Recovery

The recovery nodes are responsible for back-filling data when the indexers make a determination to skip to the current HEAD of the Kafka topic. A recovery task will be created by the indexer, and then the manager will assign this task to individual recovery nodes. Recovery nodes do not serve data, and are tuned to quickly index and upload the missing data, so that they can be served by cache nodes.

System design

A recovery node indexes the data in the Kafka partition from fixed offsets, such as when an indexer is significantly behind. This indexer type is typically used to handle log volume spikes.

Recovery task protocol

If the indexer is too far behind from the current head, the indexer would create a RecoveryTask node in ZK.
A pool of RecoveryNode are waiting for an assignment in Free state.
Cluster manager assigns a recovery task to the recovery node and sets it to Assigned state.
On a notification, the recovery node looks at its assigned task, sets its state to Recovering.
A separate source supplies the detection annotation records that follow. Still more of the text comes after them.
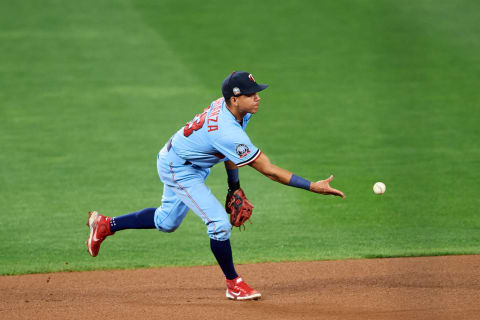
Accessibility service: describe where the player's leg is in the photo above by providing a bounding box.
[87,208,157,257]
[87,186,188,257]
[165,169,261,300]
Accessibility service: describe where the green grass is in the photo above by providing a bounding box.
[0,0,480,274]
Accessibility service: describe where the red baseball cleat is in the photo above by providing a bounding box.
[87,211,113,257]
[227,277,262,300]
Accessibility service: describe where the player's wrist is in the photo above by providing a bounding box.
[228,180,240,193]
[288,174,312,190]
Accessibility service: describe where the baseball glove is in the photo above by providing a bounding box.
[225,188,253,230]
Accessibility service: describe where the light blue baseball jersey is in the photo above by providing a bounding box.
[172,97,261,168]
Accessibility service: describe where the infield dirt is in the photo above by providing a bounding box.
[0,255,480,320]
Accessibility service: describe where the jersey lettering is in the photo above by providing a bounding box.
[183,109,208,137]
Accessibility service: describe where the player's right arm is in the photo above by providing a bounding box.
[249,153,345,198]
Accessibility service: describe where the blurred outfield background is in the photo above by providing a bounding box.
[0,0,480,274]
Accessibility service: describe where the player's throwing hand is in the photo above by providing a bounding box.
[310,175,345,198]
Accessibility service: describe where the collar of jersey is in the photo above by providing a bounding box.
[222,101,243,128]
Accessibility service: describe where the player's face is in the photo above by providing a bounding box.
[236,93,260,113]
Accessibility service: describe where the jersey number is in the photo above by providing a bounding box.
[183,108,208,137]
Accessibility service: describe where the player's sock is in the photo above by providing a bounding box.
[210,239,238,280]
[110,208,157,232]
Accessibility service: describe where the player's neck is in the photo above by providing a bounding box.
[227,105,246,123]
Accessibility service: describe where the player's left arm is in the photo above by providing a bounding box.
[249,153,345,198]
[224,160,240,193]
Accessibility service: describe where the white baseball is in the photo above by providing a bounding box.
[373,182,387,194]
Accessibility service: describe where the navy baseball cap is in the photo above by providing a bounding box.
[222,71,268,100]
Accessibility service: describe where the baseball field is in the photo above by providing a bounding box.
[0,0,480,319]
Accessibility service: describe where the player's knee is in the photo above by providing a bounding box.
[208,220,232,241]
[158,223,178,233]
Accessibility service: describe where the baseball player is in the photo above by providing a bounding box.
[87,71,345,300]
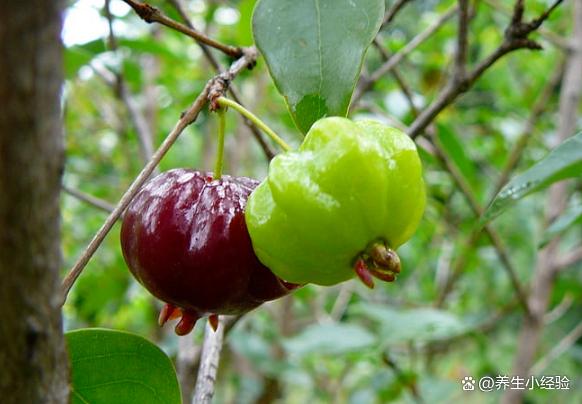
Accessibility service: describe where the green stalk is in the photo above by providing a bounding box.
[214,108,226,179]
[217,97,291,151]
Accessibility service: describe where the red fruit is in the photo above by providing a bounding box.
[121,169,297,335]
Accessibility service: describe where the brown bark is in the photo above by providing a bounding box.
[502,0,582,404]
[0,0,69,403]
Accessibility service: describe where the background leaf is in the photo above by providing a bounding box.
[253,0,384,133]
[353,303,468,343]
[66,329,181,404]
[283,324,376,355]
[541,204,582,246]
[481,133,582,223]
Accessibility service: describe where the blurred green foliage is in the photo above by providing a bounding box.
[62,0,582,403]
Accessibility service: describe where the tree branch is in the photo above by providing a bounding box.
[192,320,224,404]
[408,0,562,139]
[105,0,154,162]
[530,322,582,375]
[490,61,565,196]
[554,246,582,271]
[352,5,459,105]
[169,0,275,160]
[502,1,582,404]
[435,143,529,313]
[123,0,244,58]
[436,59,564,307]
[62,184,115,213]
[61,48,258,304]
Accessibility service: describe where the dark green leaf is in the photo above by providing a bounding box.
[354,304,468,342]
[283,324,376,355]
[66,329,182,404]
[253,0,384,133]
[481,133,582,224]
[64,39,107,79]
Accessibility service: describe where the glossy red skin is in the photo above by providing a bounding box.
[121,169,295,317]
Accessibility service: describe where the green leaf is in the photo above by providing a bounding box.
[66,329,182,404]
[283,324,376,356]
[540,204,582,247]
[481,133,582,224]
[253,0,384,133]
[353,303,468,343]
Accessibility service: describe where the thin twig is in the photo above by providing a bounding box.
[436,59,563,307]
[169,0,276,160]
[329,282,354,321]
[123,0,244,58]
[435,143,529,313]
[192,319,224,404]
[491,61,565,196]
[501,1,582,404]
[408,0,562,139]
[352,5,459,105]
[483,0,570,51]
[62,185,115,213]
[61,48,257,304]
[382,352,424,404]
[452,0,469,81]
[105,0,154,162]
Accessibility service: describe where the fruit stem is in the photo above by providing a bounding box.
[214,108,226,179]
[216,97,291,151]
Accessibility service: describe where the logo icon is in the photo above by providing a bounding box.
[461,376,475,391]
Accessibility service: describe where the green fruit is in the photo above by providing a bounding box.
[245,117,426,287]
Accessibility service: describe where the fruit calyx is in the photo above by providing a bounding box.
[354,241,401,289]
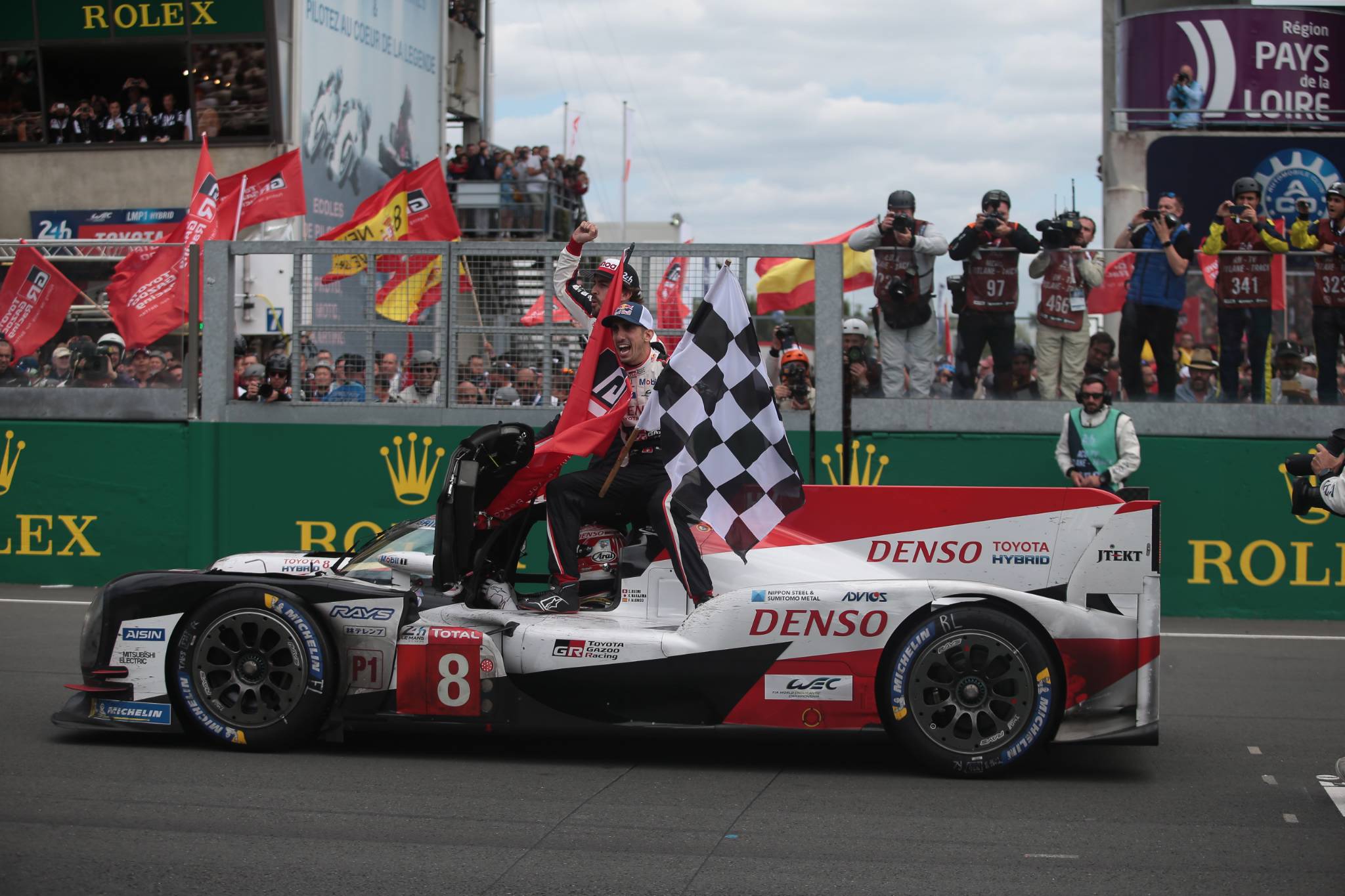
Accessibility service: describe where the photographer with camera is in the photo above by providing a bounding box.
[1056,376,1139,492]
[849,190,948,398]
[948,190,1041,398]
[1289,180,1345,404]
[1200,177,1289,404]
[1116,192,1196,402]
[1028,211,1103,400]
[775,347,818,411]
[839,317,882,398]
[1168,66,1205,127]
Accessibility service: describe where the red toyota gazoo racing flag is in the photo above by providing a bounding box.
[485,249,631,520]
[219,149,305,238]
[0,246,79,357]
[108,140,219,345]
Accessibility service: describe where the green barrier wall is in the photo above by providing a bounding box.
[0,421,1345,619]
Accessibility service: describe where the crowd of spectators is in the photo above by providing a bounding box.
[445,140,589,239]
[0,333,183,388]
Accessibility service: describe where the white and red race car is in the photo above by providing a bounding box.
[54,425,1159,775]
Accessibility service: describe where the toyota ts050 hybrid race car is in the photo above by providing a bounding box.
[53,425,1159,775]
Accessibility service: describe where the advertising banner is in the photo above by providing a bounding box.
[296,0,444,352]
[28,208,187,242]
[1146,135,1345,239]
[1116,7,1345,123]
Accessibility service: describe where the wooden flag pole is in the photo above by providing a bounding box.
[597,427,640,498]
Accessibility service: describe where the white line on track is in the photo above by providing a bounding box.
[0,598,89,607]
[1162,631,1345,641]
[1317,780,1345,815]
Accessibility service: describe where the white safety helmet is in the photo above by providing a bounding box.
[841,317,869,339]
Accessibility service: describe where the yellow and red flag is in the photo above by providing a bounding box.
[756,221,873,314]
[317,160,463,284]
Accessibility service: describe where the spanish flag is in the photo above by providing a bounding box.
[317,158,463,284]
[756,221,873,314]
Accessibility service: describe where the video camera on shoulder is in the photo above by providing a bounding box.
[1037,211,1083,250]
[1141,208,1181,230]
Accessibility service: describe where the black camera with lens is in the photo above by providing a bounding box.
[780,362,810,402]
[1285,429,1345,516]
[1037,211,1083,249]
[1142,208,1181,230]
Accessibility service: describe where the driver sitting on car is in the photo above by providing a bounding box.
[518,298,714,612]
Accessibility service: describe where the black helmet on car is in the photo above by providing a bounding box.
[981,190,1013,208]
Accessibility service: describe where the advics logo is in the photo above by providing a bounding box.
[1252,149,1341,222]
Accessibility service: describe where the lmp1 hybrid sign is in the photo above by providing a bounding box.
[1116,7,1345,125]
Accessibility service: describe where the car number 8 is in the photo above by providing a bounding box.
[437,653,472,706]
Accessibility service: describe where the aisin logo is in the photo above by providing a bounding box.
[0,430,28,494]
[378,433,444,505]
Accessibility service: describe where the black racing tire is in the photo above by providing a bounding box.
[167,586,340,750]
[874,602,1065,778]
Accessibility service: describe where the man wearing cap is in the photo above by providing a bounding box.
[1289,180,1345,404]
[1056,376,1139,492]
[1116,192,1196,402]
[397,348,440,404]
[518,298,714,612]
[948,190,1041,398]
[849,190,948,398]
[33,345,72,388]
[1176,348,1221,404]
[1269,339,1319,404]
[1187,177,1289,404]
[554,222,667,346]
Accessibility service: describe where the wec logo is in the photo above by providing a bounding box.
[331,603,394,620]
[841,591,888,603]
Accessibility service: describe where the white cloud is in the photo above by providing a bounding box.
[494,0,1101,309]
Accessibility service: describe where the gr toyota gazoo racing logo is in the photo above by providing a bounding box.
[1252,149,1341,221]
[552,639,624,660]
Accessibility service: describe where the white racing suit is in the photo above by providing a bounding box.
[546,242,714,603]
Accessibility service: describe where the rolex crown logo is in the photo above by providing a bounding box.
[379,433,444,505]
[0,430,28,494]
[822,439,888,485]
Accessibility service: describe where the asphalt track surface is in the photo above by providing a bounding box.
[0,586,1345,896]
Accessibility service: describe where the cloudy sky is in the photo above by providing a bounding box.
[494,0,1101,242]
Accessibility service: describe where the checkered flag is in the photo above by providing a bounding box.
[639,266,803,563]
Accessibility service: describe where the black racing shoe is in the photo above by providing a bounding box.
[516,582,580,612]
[1290,479,1329,516]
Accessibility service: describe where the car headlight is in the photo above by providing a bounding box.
[79,588,102,669]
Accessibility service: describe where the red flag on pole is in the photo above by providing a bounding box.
[108,139,219,345]
[485,250,631,520]
[219,149,307,230]
[0,246,79,358]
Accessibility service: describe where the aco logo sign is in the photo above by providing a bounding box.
[0,430,101,557]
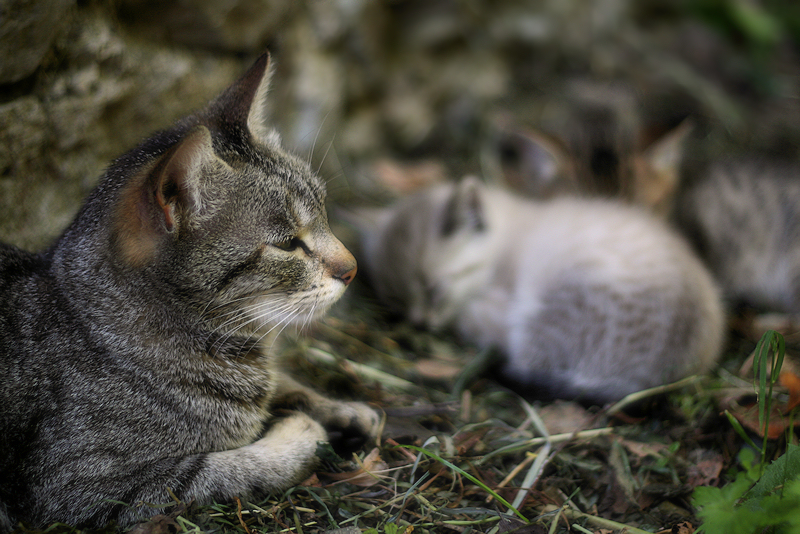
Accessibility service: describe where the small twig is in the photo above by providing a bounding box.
[486,451,536,503]
[305,347,419,391]
[233,497,252,534]
[606,375,703,415]
[475,427,614,465]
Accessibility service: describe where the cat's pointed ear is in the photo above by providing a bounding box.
[441,176,486,237]
[152,126,218,232]
[498,128,575,198]
[112,126,220,267]
[633,119,693,215]
[209,52,275,140]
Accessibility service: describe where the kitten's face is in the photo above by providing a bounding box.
[114,55,356,335]
[359,183,494,329]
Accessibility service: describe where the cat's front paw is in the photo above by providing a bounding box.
[319,401,380,454]
[251,412,328,487]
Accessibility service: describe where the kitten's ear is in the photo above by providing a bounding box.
[441,176,486,237]
[112,126,219,267]
[208,52,275,140]
[633,119,693,215]
[498,128,574,198]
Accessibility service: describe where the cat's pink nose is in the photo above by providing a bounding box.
[336,266,358,286]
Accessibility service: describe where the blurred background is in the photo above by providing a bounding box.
[0,0,800,248]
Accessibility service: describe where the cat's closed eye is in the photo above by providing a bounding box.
[272,237,306,252]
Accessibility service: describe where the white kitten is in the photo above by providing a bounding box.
[354,179,724,403]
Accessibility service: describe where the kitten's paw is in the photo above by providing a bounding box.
[320,401,380,454]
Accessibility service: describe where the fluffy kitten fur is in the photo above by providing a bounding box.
[0,55,377,530]
[676,157,800,313]
[360,179,723,403]
[497,115,690,217]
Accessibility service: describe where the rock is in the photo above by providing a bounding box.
[0,0,75,85]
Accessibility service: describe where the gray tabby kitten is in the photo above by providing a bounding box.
[360,179,724,403]
[676,157,800,313]
[0,54,378,530]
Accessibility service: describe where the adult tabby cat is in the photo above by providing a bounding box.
[675,156,800,313]
[360,179,723,403]
[0,54,377,530]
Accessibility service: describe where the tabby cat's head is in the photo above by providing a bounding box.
[352,178,496,329]
[110,54,356,332]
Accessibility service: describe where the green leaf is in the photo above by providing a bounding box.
[745,444,800,500]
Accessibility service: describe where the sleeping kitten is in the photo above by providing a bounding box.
[496,117,691,218]
[0,54,377,530]
[677,157,800,313]
[360,179,723,403]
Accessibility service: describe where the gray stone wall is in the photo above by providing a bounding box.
[0,0,800,248]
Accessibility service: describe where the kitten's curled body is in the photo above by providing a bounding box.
[0,55,377,531]
[362,180,723,402]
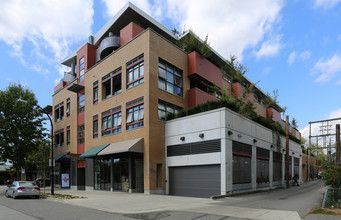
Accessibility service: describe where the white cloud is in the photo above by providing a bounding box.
[300,108,341,142]
[0,0,94,77]
[102,0,283,61]
[312,52,341,83]
[287,50,311,65]
[255,35,283,59]
[313,0,341,10]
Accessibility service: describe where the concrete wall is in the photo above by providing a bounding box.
[166,108,302,195]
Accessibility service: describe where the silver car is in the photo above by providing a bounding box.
[5,181,40,199]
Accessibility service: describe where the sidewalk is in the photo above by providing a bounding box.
[46,188,301,220]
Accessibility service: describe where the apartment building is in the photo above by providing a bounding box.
[53,3,300,194]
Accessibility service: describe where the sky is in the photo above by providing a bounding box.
[0,0,341,143]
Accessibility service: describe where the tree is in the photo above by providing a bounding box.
[0,84,45,179]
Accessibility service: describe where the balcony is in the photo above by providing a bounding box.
[187,88,218,108]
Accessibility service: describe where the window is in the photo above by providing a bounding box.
[156,163,162,188]
[66,126,71,145]
[78,93,85,113]
[102,106,122,136]
[92,115,98,138]
[66,98,71,117]
[127,54,144,89]
[77,125,85,144]
[93,80,98,105]
[102,67,122,99]
[126,97,144,130]
[158,100,182,121]
[256,147,270,184]
[79,57,84,82]
[159,58,183,97]
[272,152,282,181]
[54,102,64,122]
[232,141,252,184]
[54,129,64,147]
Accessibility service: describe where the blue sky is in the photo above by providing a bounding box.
[0,0,341,139]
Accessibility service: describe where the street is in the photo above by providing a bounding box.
[215,180,325,218]
[0,180,330,220]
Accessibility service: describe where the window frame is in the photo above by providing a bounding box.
[126,97,144,131]
[158,57,184,97]
[126,54,145,89]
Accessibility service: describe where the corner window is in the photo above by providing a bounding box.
[66,98,71,117]
[102,67,122,99]
[102,106,122,136]
[158,100,182,121]
[54,102,64,122]
[127,54,144,89]
[66,126,71,145]
[93,80,98,105]
[126,97,144,130]
[78,93,85,113]
[79,57,84,82]
[77,125,85,144]
[159,58,183,97]
[92,115,98,138]
[54,129,64,147]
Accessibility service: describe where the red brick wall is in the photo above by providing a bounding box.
[187,51,222,88]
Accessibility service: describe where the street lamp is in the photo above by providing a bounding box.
[17,99,54,195]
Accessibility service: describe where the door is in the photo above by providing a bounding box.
[169,165,220,198]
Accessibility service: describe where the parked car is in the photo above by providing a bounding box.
[5,181,40,199]
[33,179,51,187]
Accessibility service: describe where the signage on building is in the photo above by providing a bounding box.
[62,173,70,188]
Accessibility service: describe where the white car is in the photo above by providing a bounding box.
[5,181,40,199]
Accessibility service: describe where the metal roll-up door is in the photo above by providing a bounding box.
[169,165,220,198]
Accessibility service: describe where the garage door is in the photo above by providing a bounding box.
[169,165,220,198]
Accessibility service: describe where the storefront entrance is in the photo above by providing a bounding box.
[94,155,143,192]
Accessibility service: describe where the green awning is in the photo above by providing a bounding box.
[79,144,109,158]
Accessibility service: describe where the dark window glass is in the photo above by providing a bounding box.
[159,58,183,97]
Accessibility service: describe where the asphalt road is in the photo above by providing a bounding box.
[0,187,247,220]
[215,180,325,218]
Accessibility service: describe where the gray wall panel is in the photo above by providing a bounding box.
[169,165,220,198]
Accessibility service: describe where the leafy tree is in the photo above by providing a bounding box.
[322,165,341,188]
[27,139,51,179]
[0,84,45,179]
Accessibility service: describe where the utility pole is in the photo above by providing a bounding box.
[335,124,340,165]
[285,115,290,188]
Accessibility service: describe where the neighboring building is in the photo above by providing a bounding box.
[53,3,300,196]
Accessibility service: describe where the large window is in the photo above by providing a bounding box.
[54,102,64,122]
[232,141,252,184]
[77,125,85,144]
[126,97,144,130]
[54,129,64,147]
[102,106,122,136]
[92,115,98,138]
[79,57,84,82]
[78,93,85,113]
[159,58,183,97]
[158,100,182,121]
[66,126,71,145]
[272,152,282,181]
[93,80,98,105]
[127,54,144,89]
[256,147,270,184]
[102,67,122,99]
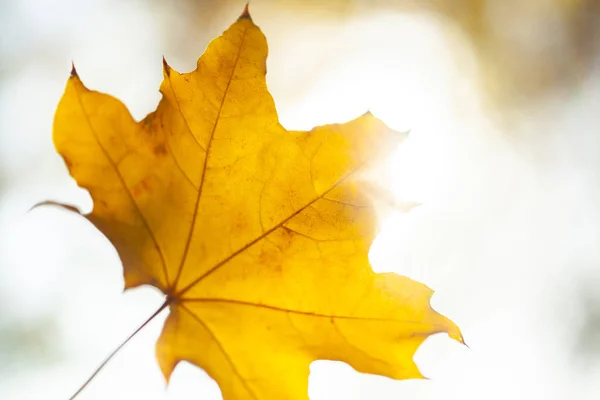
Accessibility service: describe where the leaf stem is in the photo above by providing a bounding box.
[69,298,171,400]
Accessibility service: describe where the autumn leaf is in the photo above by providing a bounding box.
[53,6,462,400]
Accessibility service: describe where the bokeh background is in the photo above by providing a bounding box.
[0,0,600,400]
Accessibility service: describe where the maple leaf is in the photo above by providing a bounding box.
[53,6,462,400]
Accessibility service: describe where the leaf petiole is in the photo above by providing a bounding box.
[69,298,171,400]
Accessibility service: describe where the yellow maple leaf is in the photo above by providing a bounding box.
[53,7,462,400]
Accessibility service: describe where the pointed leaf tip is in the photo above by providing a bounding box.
[163,56,171,77]
[238,2,252,21]
[71,61,79,78]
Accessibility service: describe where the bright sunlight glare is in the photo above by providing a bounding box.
[3,3,482,400]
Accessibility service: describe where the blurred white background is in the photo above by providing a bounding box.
[0,0,600,400]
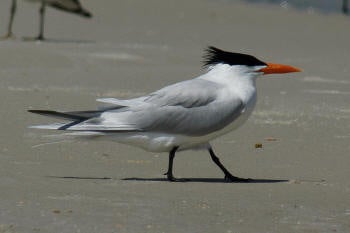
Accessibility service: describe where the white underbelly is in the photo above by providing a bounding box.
[107,100,255,152]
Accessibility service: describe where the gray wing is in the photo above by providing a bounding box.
[70,79,244,136]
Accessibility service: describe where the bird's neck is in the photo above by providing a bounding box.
[200,64,259,101]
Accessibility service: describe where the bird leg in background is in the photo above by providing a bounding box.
[36,0,46,40]
[164,146,179,181]
[342,0,349,15]
[208,147,251,183]
[1,0,17,39]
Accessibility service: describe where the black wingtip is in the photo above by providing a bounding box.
[203,46,266,67]
[80,10,93,18]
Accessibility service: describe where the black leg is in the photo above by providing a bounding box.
[36,0,46,40]
[208,147,251,183]
[164,146,179,181]
[2,0,17,39]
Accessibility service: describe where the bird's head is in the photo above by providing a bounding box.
[204,46,301,75]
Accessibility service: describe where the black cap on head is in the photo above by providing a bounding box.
[203,46,267,67]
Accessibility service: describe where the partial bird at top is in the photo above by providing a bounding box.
[3,0,92,40]
[29,47,300,182]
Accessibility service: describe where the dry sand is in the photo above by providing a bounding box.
[0,0,350,233]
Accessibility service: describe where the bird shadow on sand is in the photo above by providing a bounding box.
[46,176,290,184]
[46,176,112,180]
[122,177,289,184]
[22,37,96,44]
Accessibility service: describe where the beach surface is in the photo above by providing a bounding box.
[0,0,350,233]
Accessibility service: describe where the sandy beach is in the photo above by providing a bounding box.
[0,0,350,233]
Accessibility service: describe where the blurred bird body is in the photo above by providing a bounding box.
[3,0,92,40]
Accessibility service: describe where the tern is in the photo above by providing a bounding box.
[3,0,92,40]
[28,47,300,182]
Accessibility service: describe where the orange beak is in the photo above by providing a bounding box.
[259,63,301,74]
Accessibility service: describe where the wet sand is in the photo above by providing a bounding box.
[0,0,350,233]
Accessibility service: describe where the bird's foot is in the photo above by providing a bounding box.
[23,36,45,42]
[0,33,16,40]
[164,172,189,182]
[225,174,252,183]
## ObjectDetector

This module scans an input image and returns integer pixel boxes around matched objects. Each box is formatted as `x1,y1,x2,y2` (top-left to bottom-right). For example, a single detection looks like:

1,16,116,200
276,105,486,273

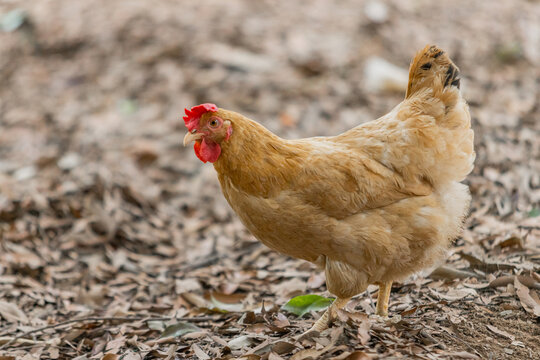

Then the RecoveryNode starts indexing the data.
Once the recovery task is complete, the RecoveryNode sets its state to Free and removes the recovery task.

Basic operation

Build & deploy

Recovery nodes should be enrolled in an auto-scaling Kubernetes policy, and make use of the CPU utilization to inform scaling decisions. At least one recovery node must be provisioned at all times, so the cluster can perform scaling as necessary. The recovery nodes can be increased or decreased in size, and if they are restarted any work-in-progress will be re-assigned to another node. The recommended CPU utilization to scale on is approximately > 10%.

Last modified: 03 September 2024